Writing legible JuMP models

I maintain a few large integer programming routines using the Python OR-Tools package. I have grown quite attached to the following code style, which breaks the compilation of the larger optimization problem into self-contained steps. Notice how the __init__ method serves as a “table of contents” for the overall compilation sequence:

(This isn’t a working example, just an illustration of style using a contrived problem class.)

from ortools.linear_solver import pywraplp


class BookshelfOptimizationProblem:
    """
    A class for the bookshelf optimization problem, with input data a, b, 
    and c, and decision variables x, y, and z.
    """

    # Global "config" options I don't want the user to mess with
    SOLVER_NAME = "SCIP"
    SOLVER_SHOW_OUTPUT = False
    SOLVER_TIME_LIMIT = 600

    def __init__(self, a, b, c) -> None:
        """
        Initialize an instance of of the bookshelf optimization problem.
        """
        self.a = a
        self.b = b
        self.c = c

        self.validate_input_data()
        self.initialize_solver()
        self.generate_decision_variables()
        self.generate_shelf_width_constraints()
        self.generate_shelf_height_constraints()
        self.generate_alphabetical_order_constraints()
        self.generate_objective_function()

    def solve(self, filename):
        self.optimize()
        self.validate_solution()
        self.save_solution_as_csv(filename)

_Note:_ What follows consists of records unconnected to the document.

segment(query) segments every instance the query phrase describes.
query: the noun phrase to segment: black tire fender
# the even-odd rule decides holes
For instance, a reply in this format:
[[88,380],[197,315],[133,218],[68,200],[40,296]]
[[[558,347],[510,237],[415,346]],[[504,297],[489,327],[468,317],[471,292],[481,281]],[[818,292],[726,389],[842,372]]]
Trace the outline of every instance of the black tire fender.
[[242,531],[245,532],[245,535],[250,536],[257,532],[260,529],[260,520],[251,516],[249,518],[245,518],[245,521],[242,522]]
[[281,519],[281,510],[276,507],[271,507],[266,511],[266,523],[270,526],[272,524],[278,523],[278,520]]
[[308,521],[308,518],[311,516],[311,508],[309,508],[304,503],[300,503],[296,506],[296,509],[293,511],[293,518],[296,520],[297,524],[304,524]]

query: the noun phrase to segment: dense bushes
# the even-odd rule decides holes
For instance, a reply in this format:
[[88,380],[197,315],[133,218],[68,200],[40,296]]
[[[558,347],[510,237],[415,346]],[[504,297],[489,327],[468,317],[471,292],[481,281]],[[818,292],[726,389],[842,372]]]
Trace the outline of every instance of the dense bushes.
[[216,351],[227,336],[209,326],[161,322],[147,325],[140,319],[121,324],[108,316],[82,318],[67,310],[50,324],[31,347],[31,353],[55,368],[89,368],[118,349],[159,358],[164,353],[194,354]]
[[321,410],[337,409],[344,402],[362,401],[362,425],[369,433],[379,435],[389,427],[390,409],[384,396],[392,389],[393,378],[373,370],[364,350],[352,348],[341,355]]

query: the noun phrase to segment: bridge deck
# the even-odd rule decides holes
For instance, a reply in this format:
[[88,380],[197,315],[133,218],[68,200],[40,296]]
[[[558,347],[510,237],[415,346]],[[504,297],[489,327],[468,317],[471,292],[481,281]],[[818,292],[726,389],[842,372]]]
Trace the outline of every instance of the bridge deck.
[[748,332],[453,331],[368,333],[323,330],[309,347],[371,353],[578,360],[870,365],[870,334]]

    def validate_input_data(self):
        "Assert that a, b, and c have correct dimensions, bounds, etc"
        pass

    def initialize_solver(self):
        "Initialize the MILP solver."
        self.milp_solver = pywraplp.Solver.CreateSolver(self.SOLVER_NAME)
        self.milp_solver.SetTimeLimit(self.SOLVER_TIME_LIMIT * 1000)

    def generate_decision_variables(self):
        "Generate the decision variables, with sizes inferred from the input data."
        self.x = [self.milp_solver.BoolVar(
            f"x[{i}]") for i in range(len(self.a))]
        # self.y = ...
        # self.z = ...
        self.some_helpful_expression = f(self.x, self.y, self.a, ...)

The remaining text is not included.